Onlinejournalismus in Spanien

CTXT ist ein journalistisches Onlineportal aus Madrid. Gegründet haben es frustrierte spanische Journalisten von El País und El Mundo im Jahr 2015. Sie wollten ein vollkommen unabhängiges Medium etablieren. Frei von Print sowie politischer und ökonomischer Einflussname. Ist das gelungen?

Von Tobias Büscher

Vor einiger Zeit kommentierte der Journalist Sebastian Schoepp im Onlineportal der Süddeutschen Zeitung den Abgang des einstigen Regierungschefs Mariano Rajoy in Spanien durch ein Misstrauensvotum.

Dabei zitierte er eine Internetzeitung, die bei uns kaum einer kennt: Ein Magazin mit dem fast schon nach Spam klingenden Namen CTXT. Diese schrieb, der neue Regierungschef der Sozialisten fahre nun den Kurs der „Austerität mit menschlichem Antlitz“.

Adiós Print

Was hat der Auslandsredakteur der SZ denn da für eine Quelle aufgetan? Andere sind doch viel bekannter: El País, Spaniens mediales Flaggschiff der Vergangenheit, heißt wörtlich Das Land.
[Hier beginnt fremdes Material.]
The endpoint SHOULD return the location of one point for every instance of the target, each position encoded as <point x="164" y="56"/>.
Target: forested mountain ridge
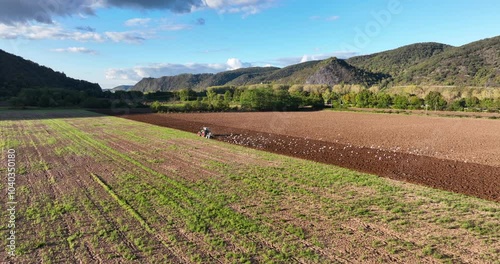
<point x="473" y="64"/>
<point x="17" y="73"/>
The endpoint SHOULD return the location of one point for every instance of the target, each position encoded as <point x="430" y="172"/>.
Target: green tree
<point x="414" y="102"/>
<point x="227" y="96"/>
<point x="327" y="95"/>
<point x="364" y="98"/>
<point x="472" y="101"/>
<point x="383" y="100"/>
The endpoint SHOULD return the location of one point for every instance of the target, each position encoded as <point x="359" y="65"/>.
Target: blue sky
<point x="114" y="42"/>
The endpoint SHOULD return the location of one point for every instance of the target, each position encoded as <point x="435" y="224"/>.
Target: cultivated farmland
<point x="459" y="155"/>
<point x="101" y="189"/>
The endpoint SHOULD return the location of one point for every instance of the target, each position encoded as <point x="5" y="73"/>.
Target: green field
<point x="101" y="189"/>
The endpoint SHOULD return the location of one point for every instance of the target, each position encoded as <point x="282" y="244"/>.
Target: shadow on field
<point x="39" y="114"/>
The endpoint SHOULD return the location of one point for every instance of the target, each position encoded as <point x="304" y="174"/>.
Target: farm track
<point x="473" y="179"/>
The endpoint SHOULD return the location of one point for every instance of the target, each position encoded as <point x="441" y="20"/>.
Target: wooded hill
<point x="474" y="64"/>
<point x="17" y="73"/>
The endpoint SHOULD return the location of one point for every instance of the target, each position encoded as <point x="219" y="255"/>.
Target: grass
<point x="277" y="209"/>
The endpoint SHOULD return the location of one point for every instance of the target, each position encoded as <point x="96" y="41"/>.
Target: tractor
<point x="205" y="132"/>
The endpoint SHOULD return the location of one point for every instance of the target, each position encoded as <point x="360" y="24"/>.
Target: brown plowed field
<point x="459" y="155"/>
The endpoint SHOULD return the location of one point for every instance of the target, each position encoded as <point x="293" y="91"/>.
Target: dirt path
<point x="400" y="154"/>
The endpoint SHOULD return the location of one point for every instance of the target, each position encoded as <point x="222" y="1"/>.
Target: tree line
<point x="264" y="97"/>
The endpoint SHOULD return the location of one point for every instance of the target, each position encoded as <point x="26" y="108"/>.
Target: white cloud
<point x="76" y="50"/>
<point x="14" y="11"/>
<point x="310" y="57"/>
<point x="247" y="7"/>
<point x="332" y="18"/>
<point x="137" y="22"/>
<point x="57" y="32"/>
<point x="127" y="36"/>
<point x="234" y="63"/>
<point x="171" y="69"/>
<point x="45" y="31"/>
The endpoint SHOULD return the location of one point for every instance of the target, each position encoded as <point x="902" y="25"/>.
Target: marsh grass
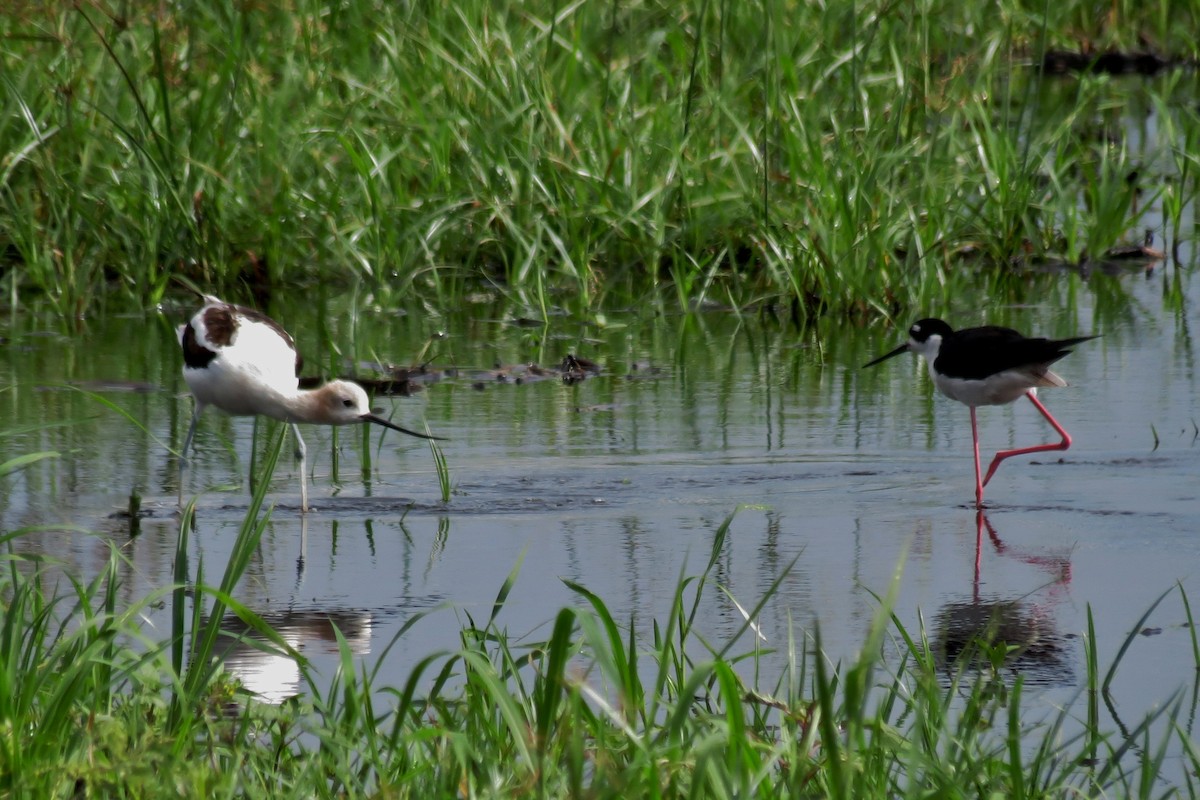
<point x="853" y="157"/>
<point x="91" y="704"/>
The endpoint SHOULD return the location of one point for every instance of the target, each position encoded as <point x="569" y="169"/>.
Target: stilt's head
<point x="924" y="338"/>
<point x="341" y="402"/>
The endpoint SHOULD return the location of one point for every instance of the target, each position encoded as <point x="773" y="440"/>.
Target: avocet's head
<point x="924" y="338"/>
<point x="341" y="402"/>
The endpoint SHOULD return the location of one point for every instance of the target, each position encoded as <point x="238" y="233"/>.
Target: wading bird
<point x="245" y="364"/>
<point x="989" y="366"/>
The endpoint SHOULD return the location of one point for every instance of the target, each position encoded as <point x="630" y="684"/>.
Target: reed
<point x="853" y="158"/>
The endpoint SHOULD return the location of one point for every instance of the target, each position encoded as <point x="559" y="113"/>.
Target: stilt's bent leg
<point x="975" y="439"/>
<point x="1021" y="451"/>
<point x="304" y="468"/>
<point x="187" y="444"/>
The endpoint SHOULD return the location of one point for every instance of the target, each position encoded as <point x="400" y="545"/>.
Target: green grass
<point x="855" y="157"/>
<point x="91" y="707"/>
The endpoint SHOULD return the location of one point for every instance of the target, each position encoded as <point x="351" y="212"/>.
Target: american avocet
<point x="989" y="366"/>
<point x="244" y="362"/>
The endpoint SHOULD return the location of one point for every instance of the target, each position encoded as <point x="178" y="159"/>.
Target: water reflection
<point x="1019" y="635"/>
<point x="274" y="675"/>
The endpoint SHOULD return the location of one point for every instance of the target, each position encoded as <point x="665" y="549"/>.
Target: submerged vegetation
<point x="846" y="157"/>
<point x="94" y="707"/>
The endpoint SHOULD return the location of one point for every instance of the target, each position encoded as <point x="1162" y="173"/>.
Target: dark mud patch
<point x="1113" y="62"/>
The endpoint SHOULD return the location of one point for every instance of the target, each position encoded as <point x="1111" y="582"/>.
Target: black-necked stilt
<point x="245" y="364"/>
<point x="989" y="366"/>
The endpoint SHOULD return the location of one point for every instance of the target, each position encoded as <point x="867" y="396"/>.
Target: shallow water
<point x="621" y="480"/>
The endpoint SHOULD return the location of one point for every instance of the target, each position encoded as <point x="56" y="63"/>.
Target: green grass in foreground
<point x="594" y="710"/>
<point x="856" y="157"/>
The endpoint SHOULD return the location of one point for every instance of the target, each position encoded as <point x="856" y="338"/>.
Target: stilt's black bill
<point x="379" y="420"/>
<point x="903" y="348"/>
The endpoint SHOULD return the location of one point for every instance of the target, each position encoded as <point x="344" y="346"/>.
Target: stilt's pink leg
<point x="1008" y="453"/>
<point x="975" y="439"/>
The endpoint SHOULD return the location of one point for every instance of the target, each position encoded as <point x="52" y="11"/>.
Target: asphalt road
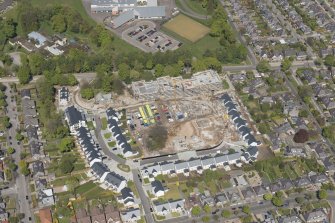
<point x="21" y="185"/>
<point x="103" y="144"/>
<point x="145" y="201"/>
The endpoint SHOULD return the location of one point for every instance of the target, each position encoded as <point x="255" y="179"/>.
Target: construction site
<point x="189" y="109"/>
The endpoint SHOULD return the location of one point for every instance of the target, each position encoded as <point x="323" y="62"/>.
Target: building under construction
<point x="166" y="87"/>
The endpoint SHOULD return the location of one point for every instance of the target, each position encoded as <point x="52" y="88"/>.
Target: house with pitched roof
<point x="130" y="215"/>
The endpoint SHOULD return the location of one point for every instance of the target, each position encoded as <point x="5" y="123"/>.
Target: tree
<point x="66" y="164"/>
<point x="72" y="183"/>
<point x="58" y="23"/>
<point x="196" y="211"/>
<point x="159" y="70"/>
<point x="157" y="137"/>
<point x="301" y="136"/>
<point x="124" y="71"/>
<point x="226" y="214"/>
<point x="263" y="66"/>
<point x="328" y="132"/>
<point x="286" y="64"/>
<point x="6" y="122"/>
<point x="267" y="197"/>
<point x="23" y="165"/>
<point x="303" y="113"/>
<point x="278" y="202"/>
<point x="66" y="144"/>
<point x="24" y="75"/>
<point x="10" y="150"/>
<point x="87" y="93"/>
<point x="322" y="194"/>
<point x="206" y="218"/>
<point x="299" y="200"/>
<point x="19" y="136"/>
<point x="207" y="209"/>
<point x="330" y="60"/>
<point x="246" y="209"/>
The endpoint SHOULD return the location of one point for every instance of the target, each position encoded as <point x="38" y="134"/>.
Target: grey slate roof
<point x="157" y="185"/>
<point x="73" y="115"/>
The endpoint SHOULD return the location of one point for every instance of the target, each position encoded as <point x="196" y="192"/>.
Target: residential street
<point x="21" y="185"/>
<point x="103" y="144"/>
<point x="145" y="201"/>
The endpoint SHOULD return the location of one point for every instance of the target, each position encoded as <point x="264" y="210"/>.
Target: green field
<point x="196" y="7"/>
<point x="187" y="28"/>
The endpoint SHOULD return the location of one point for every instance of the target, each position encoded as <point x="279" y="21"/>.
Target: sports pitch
<point x="187" y="28"/>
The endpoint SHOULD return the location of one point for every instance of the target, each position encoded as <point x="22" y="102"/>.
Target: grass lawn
<point x="212" y="187"/>
<point x="198" y="48"/>
<point x="123" y="167"/>
<point x="85" y="187"/>
<point x="196" y="7"/>
<point x="104" y="123"/>
<point x="91" y="190"/>
<point x="187" y="28"/>
<point x="107" y="135"/>
<point x="172" y="193"/>
<point x="111" y="144"/>
<point x="90" y="125"/>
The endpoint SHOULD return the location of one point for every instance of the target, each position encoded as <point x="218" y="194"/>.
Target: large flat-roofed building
<point x="127" y="10"/>
<point x="112" y="5"/>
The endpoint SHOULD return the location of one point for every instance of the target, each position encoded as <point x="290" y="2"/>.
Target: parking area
<point x="144" y="35"/>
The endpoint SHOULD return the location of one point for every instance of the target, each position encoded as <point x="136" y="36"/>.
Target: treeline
<point x="105" y="57"/>
<point x="61" y="18"/>
<point x="230" y="51"/>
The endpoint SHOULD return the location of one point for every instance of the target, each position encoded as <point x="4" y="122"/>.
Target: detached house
<point x="74" y="118"/>
<point x="157" y="188"/>
<point x="121" y="141"/>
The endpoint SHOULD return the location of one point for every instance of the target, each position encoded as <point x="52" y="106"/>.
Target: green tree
<point x="226" y="214"/>
<point x="58" y="23"/>
<point x="124" y="71"/>
<point x="246" y="209"/>
<point x="207" y="209"/>
<point x="23" y="166"/>
<point x="5" y="121"/>
<point x="267" y="197"/>
<point x="159" y="70"/>
<point x="10" y="150"/>
<point x="330" y="60"/>
<point x="66" y="144"/>
<point x="196" y="211"/>
<point x="206" y="218"/>
<point x="66" y="164"/>
<point x="149" y="65"/>
<point x="87" y="93"/>
<point x="286" y="64"/>
<point x="263" y="66"/>
<point x="278" y="202"/>
<point x="328" y="132"/>
<point x="299" y="200"/>
<point x="322" y="194"/>
<point x="72" y="183"/>
<point x="19" y="136"/>
<point x="303" y="113"/>
<point x="24" y="75"/>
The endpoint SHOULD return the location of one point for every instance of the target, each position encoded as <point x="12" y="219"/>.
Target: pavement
<point x="144" y="199"/>
<point x="21" y="184"/>
<point x="102" y="143"/>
Die eher konservative Konkurrenz heißt El Mundo Die Welt. Doch im Journalismus geht es eben nicht um universelles Erscheinen, sondern vor allem um gute Infos und Argumente.

CTXT steht für Contexto, also Zusammenhang. Die Mitarbeiter wollen Journalismus jenseits der Krakenarme von Beamten und Bossen. Denn Verlage wie Prisa von El País haben immer mal wieder an der Karriere der eigenen Journalisten herumgeschraubt. Von den potenten Schinken- und Autobaronen ganz zu schweigen.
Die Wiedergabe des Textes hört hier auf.